Kalimba adds that kids with pinworms usually have abdominal pain, diarrhoea with mucus or blood, especially those with many worms.

He says pinworms are most common in school-age children and those in pre-school.

Diagnosis

Awazi says stool analysis needs to be done when someone is suspected to have pinworms. (A stool analysis is a series of tests done on a stool sample to help analyse certain conditions affecting the digestive tract).These conditions can include infection like those from parasites, viruses or bacteria.

"You can take a tape test especially at night when the child is sleeping. This test consists of taking a piece of cellophane tape and pressing the sticky side around the anus of the child, since the pinworms depart from the anus, the tape can be taken to the doctor to test in the microscope if it contains pinworm eggs,” he says.

BabyCenter also says one can use a flashlight to check for worms on the child’s buttocks at night or first thing in the morning since worms appear and deposit eggs on the skin mostly at night.

Treatment

Awazi recommends a dose of albendazol, mebedazole, though he says the dose must be repeated 2 weeks later in order to kill any pinworms that have hatched from the eggs since the last treatment.

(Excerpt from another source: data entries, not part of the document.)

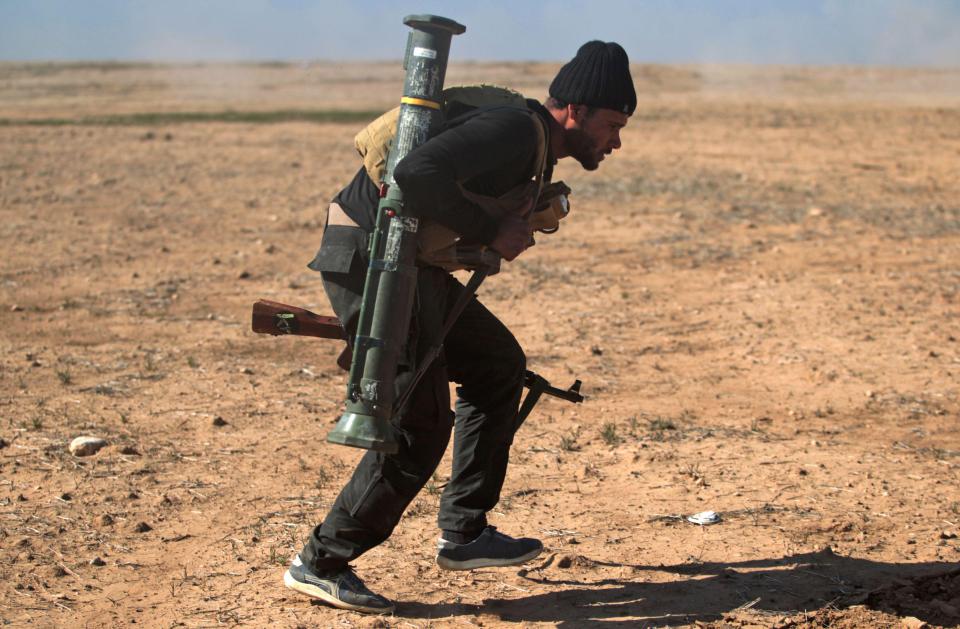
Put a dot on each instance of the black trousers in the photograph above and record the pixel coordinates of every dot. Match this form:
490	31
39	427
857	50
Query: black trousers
480	355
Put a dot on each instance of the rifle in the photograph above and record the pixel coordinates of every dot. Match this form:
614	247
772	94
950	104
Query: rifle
273	317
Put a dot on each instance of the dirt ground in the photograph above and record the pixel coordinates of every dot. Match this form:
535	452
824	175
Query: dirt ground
760	292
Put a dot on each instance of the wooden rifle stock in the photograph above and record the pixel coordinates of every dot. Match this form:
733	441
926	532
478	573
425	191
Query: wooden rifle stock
272	317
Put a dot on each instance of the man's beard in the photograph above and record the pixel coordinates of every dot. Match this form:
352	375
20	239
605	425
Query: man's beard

After treatment, worms can appear in the child’s stool, it is normal because they are getting out of the body.

Prevention

Kalimba calls upon parents to wash vegetables before cooking them, fruits to be cleaned thoroughly before they are eaten and the food to be well-cooked before being served.

"Hygiene is very essential; cut nails, avoid finger and nail biting, hand-wash frequently, avoiding anal scratching, change and wash under wears and night dresses daily and take a birth daily,” Awazi says.

Kalimba says kids should be showered more often, especially in the morning, to get rid of the eggs that could have been laid over the night.

"Avoid finger sucking or nail biting. Toilet seats, household utensils and towels should be well-cleaned and beddings ought to be washed regularly,” Kalimba notes.

He recommends parents not to mix up kids, especially those with pinworms and those that are not infected, because they will always share edibles or playing toys which results in spreading the infection.